JF Ptak Science Books Post 2090 (continuing an earlier post)

I found a report by John Prather in 1945 continues a sluggish history of underground high-speed travel. There's a scifi story by Jules Verne's son, Michael, Un Express de l'avenir (An Express of the Future), written in 1888, and a 1913 novel Der Tunnel by Bernhard Kellermann, and a very pretty example, a New York-Los Angeles bullet train as found in Modern Mechanix in 1948:
There's also a very fine effort described in the wonderful Improbable Research website, an 1825 effort, describing a 5-minute ride from London to Edinburgh.
John B. Prather launched an idea in 1945 for building a high-speed pneumatic passenger/freight train connecting New York City to Philadelphia. His New York-Philadelphia Vacuum Tunnel, Preliminary Design Features and Economic Analysis (the original available on our blog bookstore) was exceptionally hearty. The idea is interesting in a removed, lets-not-do-it way because, well, it just doesn't seem to make sense in the long run, at least beyond the building of the thing to show that it could be done. And I don't doubt that could be the case--I just don't know why it was necessary.
Mr. Prather's approach seems to be the work of an engineer, or at least he had some help. I doubt though that he had any help from a structural engineer or site geologist--his proposal was to build this tunnel 100' down through bedrock when it could be found, a level hundred-feet below the surface, from NYC to Philadelphia. The tube would accommodate an aluminum-shelled 400'-long train that would be hauling 350 people and 175 tons of freight at speeds of 400-600+ mph, making the run between the two cities in about 20 minutes. Not bad. He figures too that all of the freight could be offloaded in 7.5 minutes. This would make for a very busy train, though Prather doesn't tell us how many runs a day it would be making. This was all preliminary.
The 16.2'-wide tunnel would be 456,720 feet long, and would cost $173 million to excavate and $41 million to line with cement--according to the author. The total cost for the ordeal would be about $334 million and would take 6 years, start to finish--that includes all of the tunneling, which would swallow/excavate/face 300' per day.
I don't see, really, how this could be so narrow a tunnel--I'm not an engineer but it would seem that wear, heat and the abuse and so on that a massive and dense 400'-long missile going 400+mph would require something that was more than 125% of the width of its trains.
There is however precedence for a massive tunnel of something like this size being built in something like this time--the Delaware Aqueduct is 82 miles long and 13 feet wide, and was built during the Second World War (1939-1945) , so, perhaps if enough people and money were thrown at a project like the vacuum tunnel could actually be built (barring geological problems).
But it would all be worth it: Prather suggests that the overall revenue from the operation of the train to be $196 million/year with $32 million in yearly operating expenses.

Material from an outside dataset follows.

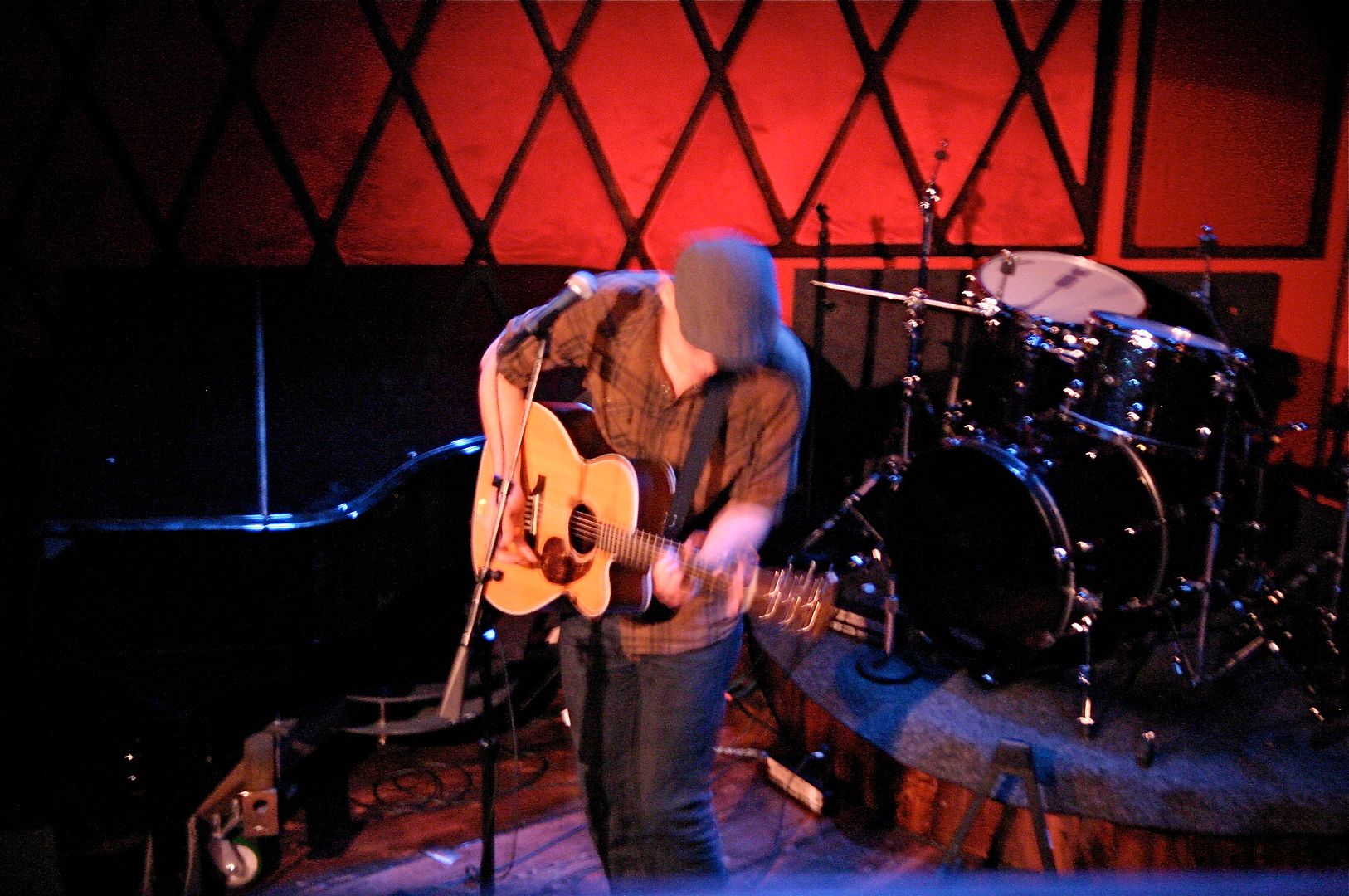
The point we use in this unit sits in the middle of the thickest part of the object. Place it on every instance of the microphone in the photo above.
(1208, 246)
(540, 320)
(1208, 241)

Which means that the whole thing could be paid for in three years or thereabouts. So if the things was started in 1946, it would all be finished and paid for by 1956.
I can understand his thinking, though, especially when you consider the impact of the year (1945) in which this paper was written. The U.S. was came away from WWII by far more strong than any country on Earth, with its GDP being about 50% of that of the entire world--on the other hand, the federal deficit was 125% of the GDP, so perhaps in addition to being in an extraordinary position, investment was also somewhat gunshy. And of course there's the problem of whether Prather's idea made any sense at all. But I can understand the high times during which his project was announced.
I've looked at a number of proposals like this over the course of this blog--like almost filling up the Narrows between Staten Island and Manhattan with an airport and seaport, and making a series of transoceanic airports for flights between the continents, and dropping a gigantic shell filled with people from the top/interior of the Eiffel into a narrow hole filled with water, and covering Midtown Manhattan with a rooftop airport, and covering Midtown Manhattan with a glass-ish dome, and so on--and I know that it is good for at least one thing: superb classroom discussion fodder of why something like this does or doesn't make good physical/economic etc. sense.